Evaluation of: Heslop CL, Frohlich JJ, Hill JS. Myeloperoxidase and C-reactive protein have combined utility for long-term prediction of cardiovascular mortality after coronary angiography. J. Am. Coll. Cardiol. 55(11), 1102–1109 (2010).

Identifying people at high risk of cardiovascular events is the cornerstone of cardiovascular disease prevention and a major challenge for healthcare worldwide. Recently, both inflammatory and oxidative markers have been shown to improve cardiovascular risk prediction models in a wide range of patients. Here, we evaluate a recent publication investigating the value of inflammatory and oxidative markers for the prediction of cardiovascular mortality in patients with stable coronary artery disease. This study shows that the use of multiple markers may increase the predictive power of traditional risk models. The findings are discussed in the context of cardiovascular risk prediction in general.

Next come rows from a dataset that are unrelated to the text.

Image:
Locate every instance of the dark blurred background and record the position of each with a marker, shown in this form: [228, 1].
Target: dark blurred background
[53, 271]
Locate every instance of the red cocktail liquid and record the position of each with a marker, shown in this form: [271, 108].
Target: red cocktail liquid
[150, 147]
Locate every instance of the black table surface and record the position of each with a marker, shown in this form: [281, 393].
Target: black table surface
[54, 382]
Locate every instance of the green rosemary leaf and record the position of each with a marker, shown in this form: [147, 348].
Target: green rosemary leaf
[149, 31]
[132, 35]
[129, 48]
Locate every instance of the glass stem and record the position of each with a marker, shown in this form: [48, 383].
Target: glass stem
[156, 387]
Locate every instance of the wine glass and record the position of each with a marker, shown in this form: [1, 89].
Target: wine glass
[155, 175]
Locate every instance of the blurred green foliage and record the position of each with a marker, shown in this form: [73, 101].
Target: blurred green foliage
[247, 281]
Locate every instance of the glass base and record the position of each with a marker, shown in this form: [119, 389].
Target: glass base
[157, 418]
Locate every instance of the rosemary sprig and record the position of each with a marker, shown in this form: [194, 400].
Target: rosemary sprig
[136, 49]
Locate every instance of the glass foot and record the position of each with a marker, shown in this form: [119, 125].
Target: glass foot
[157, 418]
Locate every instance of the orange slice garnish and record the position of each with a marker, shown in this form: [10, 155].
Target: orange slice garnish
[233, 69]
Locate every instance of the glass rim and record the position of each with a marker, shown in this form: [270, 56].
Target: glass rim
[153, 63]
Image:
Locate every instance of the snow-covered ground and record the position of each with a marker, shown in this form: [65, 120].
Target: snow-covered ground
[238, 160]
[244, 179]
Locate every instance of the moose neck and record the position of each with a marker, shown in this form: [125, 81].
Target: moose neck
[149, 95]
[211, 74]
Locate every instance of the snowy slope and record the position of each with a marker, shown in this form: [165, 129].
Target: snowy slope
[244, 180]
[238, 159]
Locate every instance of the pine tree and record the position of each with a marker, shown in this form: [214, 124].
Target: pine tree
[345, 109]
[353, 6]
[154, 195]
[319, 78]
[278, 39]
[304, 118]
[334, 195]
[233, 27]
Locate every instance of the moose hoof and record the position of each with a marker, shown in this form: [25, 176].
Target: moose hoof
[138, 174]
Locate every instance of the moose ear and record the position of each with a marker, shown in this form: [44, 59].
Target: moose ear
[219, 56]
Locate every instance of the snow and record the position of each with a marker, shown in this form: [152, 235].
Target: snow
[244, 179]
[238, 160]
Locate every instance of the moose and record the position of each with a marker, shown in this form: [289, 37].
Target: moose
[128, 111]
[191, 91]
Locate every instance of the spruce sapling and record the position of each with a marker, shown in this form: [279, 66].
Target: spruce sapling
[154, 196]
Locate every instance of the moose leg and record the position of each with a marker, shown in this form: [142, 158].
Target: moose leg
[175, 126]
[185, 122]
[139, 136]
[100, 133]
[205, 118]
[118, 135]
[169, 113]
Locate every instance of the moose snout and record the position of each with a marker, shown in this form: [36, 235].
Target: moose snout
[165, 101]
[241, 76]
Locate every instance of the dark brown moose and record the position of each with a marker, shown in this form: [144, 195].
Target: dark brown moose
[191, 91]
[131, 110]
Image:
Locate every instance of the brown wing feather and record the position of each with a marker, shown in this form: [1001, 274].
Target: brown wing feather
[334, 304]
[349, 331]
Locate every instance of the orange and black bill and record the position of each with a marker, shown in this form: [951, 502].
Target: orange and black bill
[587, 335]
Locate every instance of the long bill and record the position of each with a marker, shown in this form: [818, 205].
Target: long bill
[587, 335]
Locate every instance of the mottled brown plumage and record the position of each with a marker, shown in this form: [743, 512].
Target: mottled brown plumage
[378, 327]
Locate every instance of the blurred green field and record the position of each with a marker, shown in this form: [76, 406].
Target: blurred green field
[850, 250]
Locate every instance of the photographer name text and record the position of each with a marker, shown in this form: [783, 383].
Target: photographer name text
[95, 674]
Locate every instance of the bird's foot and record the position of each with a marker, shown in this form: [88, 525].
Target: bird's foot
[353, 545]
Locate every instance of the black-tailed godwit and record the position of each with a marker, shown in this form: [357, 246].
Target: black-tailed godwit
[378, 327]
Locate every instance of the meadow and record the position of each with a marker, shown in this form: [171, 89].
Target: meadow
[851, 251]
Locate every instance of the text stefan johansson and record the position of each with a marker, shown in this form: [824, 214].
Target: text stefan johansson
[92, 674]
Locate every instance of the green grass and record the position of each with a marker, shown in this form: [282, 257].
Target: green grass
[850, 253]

In this article, we shall discuss the importance and goals of primary and secondary prevention of atherosclerotic complications and evaluate a recent paper examining the combined value of C-reactive protein (CRP) and myeloperoxidase (MPO) in predicting cardiovascular mortality among patients with stable coronary artery disease (CAD) Citation[1]. Identifying individuals at high risk of cardiovascular disease is the cornerstone of cardiovascular disease prevention and a major public health challenge worldwide. The Framingham risk score is one of the best validated risk algorithms currently available and has shown excellent discriminative power in predicting cardiovascular events using traditional risk factors including sex, age, diabetes mellitus, systolic blood pressure, smoking, and LDL- and HDL-cholesterol. Apart from these established risk factors, our more recently acquired understanding of the pathogenesis of atherosclerosis and cardiovascular disease suggests that inflammation Citation[2] and oxidative stress also play a crucial role in the development of atherosclerosis and its clinical manifestations, such as myocardial infarction and stroke. However, these recent advances have not been translated into routine clinical practice, where the mainstay of treatment is still lipid-targeted therapy. Biomarker risk prediction is rapidly evolving, and recently, numerous reports on the relationship between various inflammatory and oxidative biomarkers have shown them to be associated with cardiovascular risk, both in apparently healthy individuals and in patients with prevalent coronary heart disease. Among the range of biomarkers proposed for diagnostic use, oxidized LDL (oxLDL), MPO, lipoprotein-associated phospholipase A2, pentraxin-3, cytokines such as IL-6, proteases such as matrix metalloproteinase-9, and CRP have received considerable attention Citation[2–5].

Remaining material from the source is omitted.